Unlike four years ago, a number of progressive/left social justice organizations stepped had a considerable hand in organizing voters in this election. That is an important achievement and will position them well going forward. Moreover, to acknowledge and take pride in it completely understandable. But it should be done in such a way that the other organizations, institutions, and people who also had a major hand in the election’s outcome in the battleground states aren’t rendered invisible. It take a village to win an election and it will take the same and more to meet the new challenges in the post-election period.

Or, as Amilcar Cabral, the great African revolutionary,
famously said, “Tell no lies, Claim no easy victories.”

Less useful

The strategic concept (or political guide) of uniting the left and center is one that I’ve found helpful over the years. But in present circumstances, it can be more trouble than its worth if it takes out of field of vision the progressive-liberal-democratic bloc that inhabits space between the two or collapses this bloc into the center. Think about the massive coalition that defeated Trump and elected Biden. A broad swath of it doesn’t fit comfortably into either category – left or center. What is more, if there is a dominant bloc in the Democratic Party, it is this bloc.

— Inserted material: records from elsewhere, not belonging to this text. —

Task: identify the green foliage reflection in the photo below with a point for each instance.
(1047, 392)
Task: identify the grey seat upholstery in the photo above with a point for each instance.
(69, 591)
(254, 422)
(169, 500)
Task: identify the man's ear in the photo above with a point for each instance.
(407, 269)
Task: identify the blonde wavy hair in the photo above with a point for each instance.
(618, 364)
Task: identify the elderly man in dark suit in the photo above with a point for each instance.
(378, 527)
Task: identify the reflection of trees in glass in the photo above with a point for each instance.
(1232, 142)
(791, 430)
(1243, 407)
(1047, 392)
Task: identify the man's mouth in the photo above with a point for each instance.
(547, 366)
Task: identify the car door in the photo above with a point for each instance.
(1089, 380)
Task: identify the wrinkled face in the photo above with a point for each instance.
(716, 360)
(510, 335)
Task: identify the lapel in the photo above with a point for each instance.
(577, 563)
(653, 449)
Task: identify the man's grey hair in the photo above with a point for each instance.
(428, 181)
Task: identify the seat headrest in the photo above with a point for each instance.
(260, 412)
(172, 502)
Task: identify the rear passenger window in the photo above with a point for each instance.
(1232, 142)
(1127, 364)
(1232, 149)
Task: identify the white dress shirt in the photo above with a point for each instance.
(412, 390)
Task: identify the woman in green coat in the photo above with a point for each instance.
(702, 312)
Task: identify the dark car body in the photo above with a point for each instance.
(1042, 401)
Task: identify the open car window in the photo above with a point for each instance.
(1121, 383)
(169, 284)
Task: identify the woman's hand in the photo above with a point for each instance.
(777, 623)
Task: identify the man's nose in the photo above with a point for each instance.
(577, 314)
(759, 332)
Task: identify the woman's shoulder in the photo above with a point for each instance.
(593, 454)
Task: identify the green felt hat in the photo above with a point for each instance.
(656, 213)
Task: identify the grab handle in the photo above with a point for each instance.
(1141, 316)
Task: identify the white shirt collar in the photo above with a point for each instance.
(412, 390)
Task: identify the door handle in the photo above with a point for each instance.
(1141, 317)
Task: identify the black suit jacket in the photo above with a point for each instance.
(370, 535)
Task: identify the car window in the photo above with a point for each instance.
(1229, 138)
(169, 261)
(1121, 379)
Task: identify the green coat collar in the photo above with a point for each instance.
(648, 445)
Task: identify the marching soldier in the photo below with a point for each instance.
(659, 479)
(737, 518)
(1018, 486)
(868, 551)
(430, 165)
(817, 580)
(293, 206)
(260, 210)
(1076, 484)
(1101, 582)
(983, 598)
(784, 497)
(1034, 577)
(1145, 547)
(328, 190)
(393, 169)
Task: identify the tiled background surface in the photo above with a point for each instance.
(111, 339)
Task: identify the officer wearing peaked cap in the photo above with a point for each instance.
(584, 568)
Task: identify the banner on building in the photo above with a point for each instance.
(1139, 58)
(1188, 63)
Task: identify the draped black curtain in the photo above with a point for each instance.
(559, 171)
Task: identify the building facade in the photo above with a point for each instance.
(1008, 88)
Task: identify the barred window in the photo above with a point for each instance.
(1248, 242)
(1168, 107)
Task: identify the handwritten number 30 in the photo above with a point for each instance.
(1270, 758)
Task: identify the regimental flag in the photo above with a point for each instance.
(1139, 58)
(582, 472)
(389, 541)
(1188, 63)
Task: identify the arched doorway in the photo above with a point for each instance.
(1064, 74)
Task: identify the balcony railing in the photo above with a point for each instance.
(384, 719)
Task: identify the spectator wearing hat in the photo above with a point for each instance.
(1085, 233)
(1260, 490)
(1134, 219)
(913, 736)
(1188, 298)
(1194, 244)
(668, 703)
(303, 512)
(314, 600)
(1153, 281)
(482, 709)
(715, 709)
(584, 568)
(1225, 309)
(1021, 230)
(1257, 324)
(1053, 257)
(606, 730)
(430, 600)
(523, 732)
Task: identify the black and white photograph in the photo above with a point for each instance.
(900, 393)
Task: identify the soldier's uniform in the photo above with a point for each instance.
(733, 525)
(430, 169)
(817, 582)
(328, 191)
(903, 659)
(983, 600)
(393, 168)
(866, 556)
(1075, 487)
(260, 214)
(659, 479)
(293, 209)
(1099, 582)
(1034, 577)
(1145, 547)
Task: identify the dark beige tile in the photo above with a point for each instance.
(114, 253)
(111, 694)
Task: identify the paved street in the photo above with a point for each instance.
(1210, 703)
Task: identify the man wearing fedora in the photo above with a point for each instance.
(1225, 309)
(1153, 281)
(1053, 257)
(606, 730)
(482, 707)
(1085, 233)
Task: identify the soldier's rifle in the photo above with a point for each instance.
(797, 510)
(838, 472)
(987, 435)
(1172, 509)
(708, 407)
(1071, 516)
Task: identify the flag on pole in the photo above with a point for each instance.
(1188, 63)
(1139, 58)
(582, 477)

A sigh of relief is palpable across the world.

Uplifting and substantive

Tucked in the celebrative and cartharic tones and images of last night were two speeches, one by Joe Biden, the president elect, and the other by Kamala Harris, the vice president elect. Both speeches were uplifting and substantive. If they suggested a return to normal, it was a new normal, structured by deadly pandemic, racial inequality, economic distress, climate disruption, and, not least, democratic possibility. Neither speech even hinted at a resumption of the pre-Trump “Glory Days.” No plan of action was offered for sure, but this wasn’t the occasion for it. That lies in the future and will be the handiwork of the new administration, the new Congress, and all of us. One job done, another one ahead of us.


I know of one very happy former president!